Na maioria das cidades, as autoridades se recusaram a autorizar concentrações, alertando que estavam dispostas a dispersá-las pela força. Como resultado, as ações resultaram em espancamentos e detenções brutais (por exemplo, só em 26 de Março, em Moscou, foram detidas mais de 1000 pessoas). O próprio Navalny terá de passar as próximas duas semanas na prisão com alguns dos seus associados.

O grande número de participantes, muitas vezes em idade escolar, é a primeira particularidade dos eventos. Essa figura tem sido objeto de especulação na mídia pró-governo sobre uma suposta “rebelião juvenil” e um “envolvimento criminoso dos muito jovens na política”. No entanto, seria errado descrever os acontecimentos como manifestações de jovens: de fato, todas as gerações estavam representadas. O segundo fator novo é a politização das regiões do interior do país, anteriormente considerada como um terreno fértil para orientações conservadoras e pró-governamentais. Milhares de pessoas se organizaram para tomar as ruas em cidades onde não houve manifestações antes. Se no passado Moscou e São Petersburgo contrastaram na sua atividade política com o resto do país, hoje a situação mudou.

As razões da cólera

Estas manifestações anti-corrupção têm lugar num contexto de agravamento da crise econômica, de crescente descontentamento com a deterioração do nível de vida e de cortes nos orçamentos sociais. A política anti-social seguida pelas autoridades nos últimos dois anos é acompanhada de uma retórica “vitimizadora”: todos devem apertar o cinto do patriotismo, enquanto a Rússia liderada por Putin luta por sua grandeza internacional contra a hegemonia ocidental. Qualquer crítica ao poder é percebida como o produto de uma trama estrangeira que visa desenvolver um “roteiro ucraniano Maidan / Primavera Árabe” na Rússia….

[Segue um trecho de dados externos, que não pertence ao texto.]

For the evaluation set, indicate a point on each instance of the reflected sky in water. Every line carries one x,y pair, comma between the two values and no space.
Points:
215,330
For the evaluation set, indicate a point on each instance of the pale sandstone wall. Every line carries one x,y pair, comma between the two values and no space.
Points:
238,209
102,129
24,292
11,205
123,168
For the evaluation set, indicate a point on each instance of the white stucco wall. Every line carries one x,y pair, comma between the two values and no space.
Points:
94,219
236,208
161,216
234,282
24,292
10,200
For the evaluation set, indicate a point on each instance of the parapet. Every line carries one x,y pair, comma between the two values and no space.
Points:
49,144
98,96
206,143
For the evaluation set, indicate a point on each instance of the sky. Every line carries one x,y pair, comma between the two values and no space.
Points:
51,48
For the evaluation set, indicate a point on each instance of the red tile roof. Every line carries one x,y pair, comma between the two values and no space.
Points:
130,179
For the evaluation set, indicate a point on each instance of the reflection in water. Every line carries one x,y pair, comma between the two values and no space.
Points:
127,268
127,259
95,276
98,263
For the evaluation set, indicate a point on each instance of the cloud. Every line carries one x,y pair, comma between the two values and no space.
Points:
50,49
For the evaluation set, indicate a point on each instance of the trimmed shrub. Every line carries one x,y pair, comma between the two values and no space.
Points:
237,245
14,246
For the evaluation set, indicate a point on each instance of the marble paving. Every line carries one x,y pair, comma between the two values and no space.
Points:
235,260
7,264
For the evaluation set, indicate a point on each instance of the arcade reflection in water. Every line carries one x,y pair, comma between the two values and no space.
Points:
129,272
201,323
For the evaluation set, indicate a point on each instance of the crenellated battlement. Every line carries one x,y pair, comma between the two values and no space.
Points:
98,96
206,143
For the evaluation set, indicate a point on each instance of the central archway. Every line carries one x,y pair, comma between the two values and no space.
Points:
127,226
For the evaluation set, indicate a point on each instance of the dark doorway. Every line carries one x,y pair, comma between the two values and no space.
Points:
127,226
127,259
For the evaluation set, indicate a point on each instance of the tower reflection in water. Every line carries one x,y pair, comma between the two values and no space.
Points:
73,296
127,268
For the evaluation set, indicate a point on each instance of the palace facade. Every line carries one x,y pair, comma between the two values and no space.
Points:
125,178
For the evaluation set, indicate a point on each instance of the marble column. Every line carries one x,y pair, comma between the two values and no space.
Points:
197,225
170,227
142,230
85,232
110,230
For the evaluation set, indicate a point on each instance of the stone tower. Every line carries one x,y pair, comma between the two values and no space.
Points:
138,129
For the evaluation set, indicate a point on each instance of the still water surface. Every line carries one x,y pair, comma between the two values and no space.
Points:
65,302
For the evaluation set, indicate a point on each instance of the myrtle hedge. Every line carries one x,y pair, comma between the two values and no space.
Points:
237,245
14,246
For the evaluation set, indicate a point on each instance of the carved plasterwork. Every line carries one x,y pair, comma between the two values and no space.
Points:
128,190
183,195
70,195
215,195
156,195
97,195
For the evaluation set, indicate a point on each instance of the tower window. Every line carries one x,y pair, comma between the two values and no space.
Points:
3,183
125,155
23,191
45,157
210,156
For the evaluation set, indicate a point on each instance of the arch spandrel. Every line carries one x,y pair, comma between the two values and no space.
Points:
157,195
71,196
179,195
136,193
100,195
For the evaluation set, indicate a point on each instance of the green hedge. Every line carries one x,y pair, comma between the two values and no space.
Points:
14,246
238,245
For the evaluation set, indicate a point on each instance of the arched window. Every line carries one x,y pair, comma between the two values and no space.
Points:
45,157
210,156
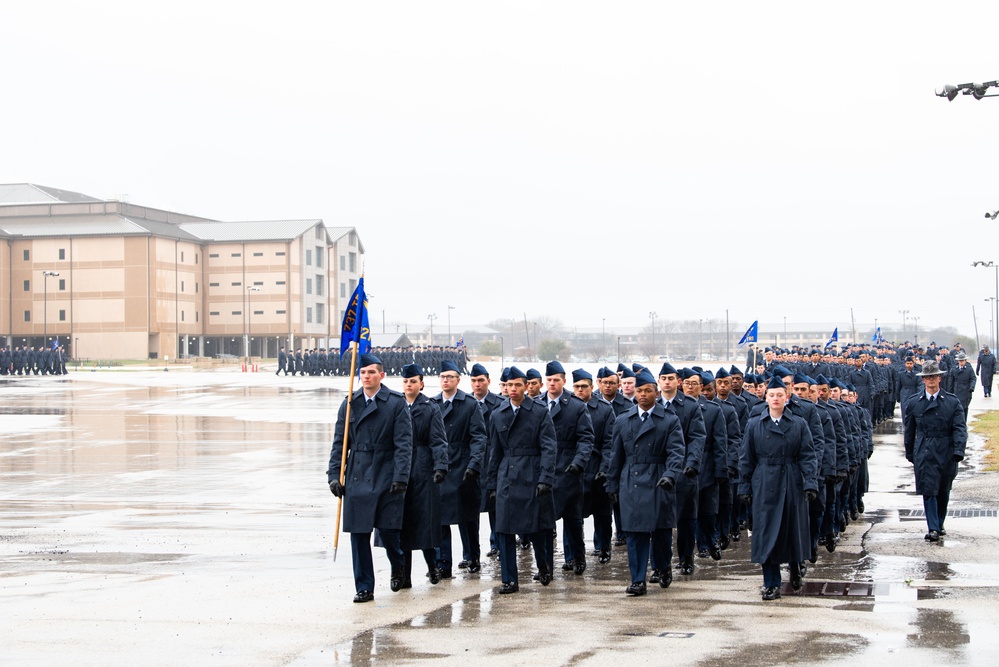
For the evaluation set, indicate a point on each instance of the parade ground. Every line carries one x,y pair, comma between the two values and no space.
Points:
182,517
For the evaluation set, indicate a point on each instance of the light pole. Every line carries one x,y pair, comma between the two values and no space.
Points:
652,315
995,266
449,341
45,304
249,322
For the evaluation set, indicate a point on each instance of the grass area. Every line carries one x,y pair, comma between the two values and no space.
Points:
987,425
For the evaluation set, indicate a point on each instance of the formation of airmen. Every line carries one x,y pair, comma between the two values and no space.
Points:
29,360
680,463
323,362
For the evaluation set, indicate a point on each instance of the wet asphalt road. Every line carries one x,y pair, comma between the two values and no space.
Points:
184,518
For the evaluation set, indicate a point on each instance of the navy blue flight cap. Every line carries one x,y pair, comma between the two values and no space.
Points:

Esta propaganda que mistura patriotismo e teoria da trama é acompanhada por uma drástica política de austeridade. A maioria da população é a sua principal vítima, enquanto que o fino círculo de bilionários próximos de Putin continua a enriquecer-se, principalmente através de fornecimentos públicos e da assistência aos bancos. Recentemente, as grandes empresas sujeitas a sanções ocidentais foram parcialmente isentas de impostos.

A introdução de taxas de pedágio para os condutores de caminhões pesados também causou descontentamento. O dinheiro, pago com o dinheiro dos próprios motoristas, é indiretamente transferido para o orçamento através de um operador privado (cujo proprietário é o amigo de infância de Putin, Arkadi Rotenbert). Em 27 de Março, o sindicato dos caminhoneiros lançou uma greve nacional que continua até hoje. Em todo o país, milhares de veículos bloqueiam as auto-estradas sem qualquer informação sobre a sua transmissão nos principais meios de comunicação social, todos controlados pelo governo.

O mito se desmorona

A intensificação da ira social e política faz-se sentir a um ano das eleições presidenciais de Março de 2018. De acordo com o plano do Kremlin, estas eleições deveriam tornar-se um plebiscito para Putin, o grande líder nacional para quem não há alternativa.

O resto dos candidatos, em particular o grupo pré-designado de palhaços políticos que há muito cansam todos – do tipo Vladimir Khirinovsky – não suscitam qualquer confiança. Hoje, porém, é evidente que não será fácil levar a cabo o guião preparado pelo Kremlin. O Kremlin terá de permitir que os verdadeiros candidatos da oposição (em primeiro lugar, a Navalny) se mantenham, ou terá de se envolver num caminho ainda mais difícil. Em todo caso, o que as manifestações de 26 de março mostraram é que o “consenso patriótico” que reuniria a maioria da sociedade russa em torno de Putin e seu regime é um mito que logo se tornará parte do passado.